On one hand, I really don't want to be like this anymore, I fucking despise it. I'd love to wake up in the morning and be excited about the day ahead of me without drugs being involved in it, just relaxing and enjoying the little things again like I used to. Yet on the other hand, I have zero desire to quit, simply because drugs are the only thing in life I enjoy other than my girlfriend.

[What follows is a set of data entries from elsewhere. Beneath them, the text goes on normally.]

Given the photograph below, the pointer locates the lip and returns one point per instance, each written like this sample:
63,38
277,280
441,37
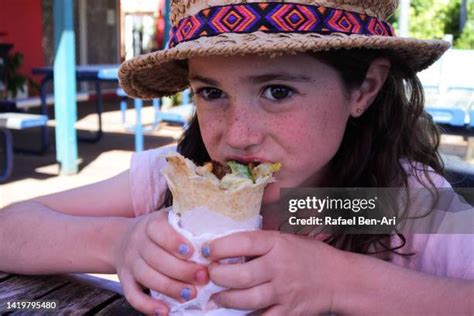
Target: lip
247,159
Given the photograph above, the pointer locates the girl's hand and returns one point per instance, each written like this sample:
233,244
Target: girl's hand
153,255
290,275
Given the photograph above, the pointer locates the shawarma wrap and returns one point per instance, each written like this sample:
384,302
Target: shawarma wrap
234,190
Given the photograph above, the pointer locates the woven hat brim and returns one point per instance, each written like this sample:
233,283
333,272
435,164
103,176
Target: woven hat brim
161,74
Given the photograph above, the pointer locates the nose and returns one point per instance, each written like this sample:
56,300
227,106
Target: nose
244,128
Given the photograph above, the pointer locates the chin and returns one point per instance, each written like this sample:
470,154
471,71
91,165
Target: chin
271,194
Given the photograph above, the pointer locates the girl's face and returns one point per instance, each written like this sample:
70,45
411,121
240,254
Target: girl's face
289,109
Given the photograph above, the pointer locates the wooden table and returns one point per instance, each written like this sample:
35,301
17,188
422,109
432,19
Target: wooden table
75,294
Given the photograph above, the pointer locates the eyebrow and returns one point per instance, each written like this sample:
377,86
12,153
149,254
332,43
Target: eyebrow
257,79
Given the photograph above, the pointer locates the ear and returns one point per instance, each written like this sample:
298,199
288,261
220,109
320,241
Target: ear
362,97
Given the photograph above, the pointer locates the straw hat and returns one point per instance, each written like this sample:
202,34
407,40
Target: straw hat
232,27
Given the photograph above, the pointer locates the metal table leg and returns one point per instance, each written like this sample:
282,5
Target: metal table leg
7,170
99,109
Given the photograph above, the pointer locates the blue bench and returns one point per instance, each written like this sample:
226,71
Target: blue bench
15,121
178,115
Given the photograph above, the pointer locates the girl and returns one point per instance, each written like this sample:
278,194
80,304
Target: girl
325,88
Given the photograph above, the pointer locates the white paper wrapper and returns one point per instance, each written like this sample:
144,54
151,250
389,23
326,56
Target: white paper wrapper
199,226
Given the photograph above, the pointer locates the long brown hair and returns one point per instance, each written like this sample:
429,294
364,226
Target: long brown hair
394,128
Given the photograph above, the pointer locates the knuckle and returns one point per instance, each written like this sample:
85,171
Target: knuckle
245,277
167,287
247,242
135,300
150,226
257,299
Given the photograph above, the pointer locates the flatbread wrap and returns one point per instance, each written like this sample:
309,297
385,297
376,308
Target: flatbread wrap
234,190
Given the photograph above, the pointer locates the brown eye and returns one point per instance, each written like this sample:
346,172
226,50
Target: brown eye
277,92
210,93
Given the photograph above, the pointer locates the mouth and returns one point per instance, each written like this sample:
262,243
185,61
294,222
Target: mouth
250,161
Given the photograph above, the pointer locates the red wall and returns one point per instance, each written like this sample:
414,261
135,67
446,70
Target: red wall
22,21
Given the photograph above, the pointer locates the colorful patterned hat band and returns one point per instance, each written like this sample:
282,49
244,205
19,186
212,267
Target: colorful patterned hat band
271,17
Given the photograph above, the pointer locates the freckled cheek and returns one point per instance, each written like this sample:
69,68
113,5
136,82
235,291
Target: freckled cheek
314,139
212,128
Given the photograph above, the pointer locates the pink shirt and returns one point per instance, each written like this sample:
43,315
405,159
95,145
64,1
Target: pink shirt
449,255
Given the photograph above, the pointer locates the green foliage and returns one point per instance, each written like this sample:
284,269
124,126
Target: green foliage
431,19
428,18
15,80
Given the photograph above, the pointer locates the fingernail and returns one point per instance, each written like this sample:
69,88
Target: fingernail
201,276
186,294
183,249
206,251
232,260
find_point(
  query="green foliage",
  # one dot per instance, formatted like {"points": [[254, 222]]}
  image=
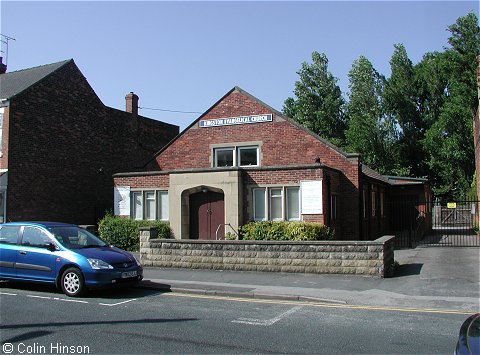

I know I'm gonna come across like a pussy for saying this, but I feel like crying right now, just breaking down and balling like a little fucking toddler because I feel so overwhelmingly trapped and hopeless inside, like this will never get better and I'm doomed to miss out of the full wonder and experience of life because I'll be seeing it all through a chemical haze. However, I'll take chemical haze in an instant over dull and joyless. I still see life as a blessing, and I'm just going to have to suck it up and accept this is the way things gotta be.
Thank you so much to anyone who stuck it out through this wall of complaining, it honestly means the world to me and it feels amazing just to vent a little. Any comments are extremly welcome, it'd be nice to talk to some of you guys and hear any experiences or feelings you have similar to or regarding this. Thanks again.

There is a better way, it's just not going to be easy at first.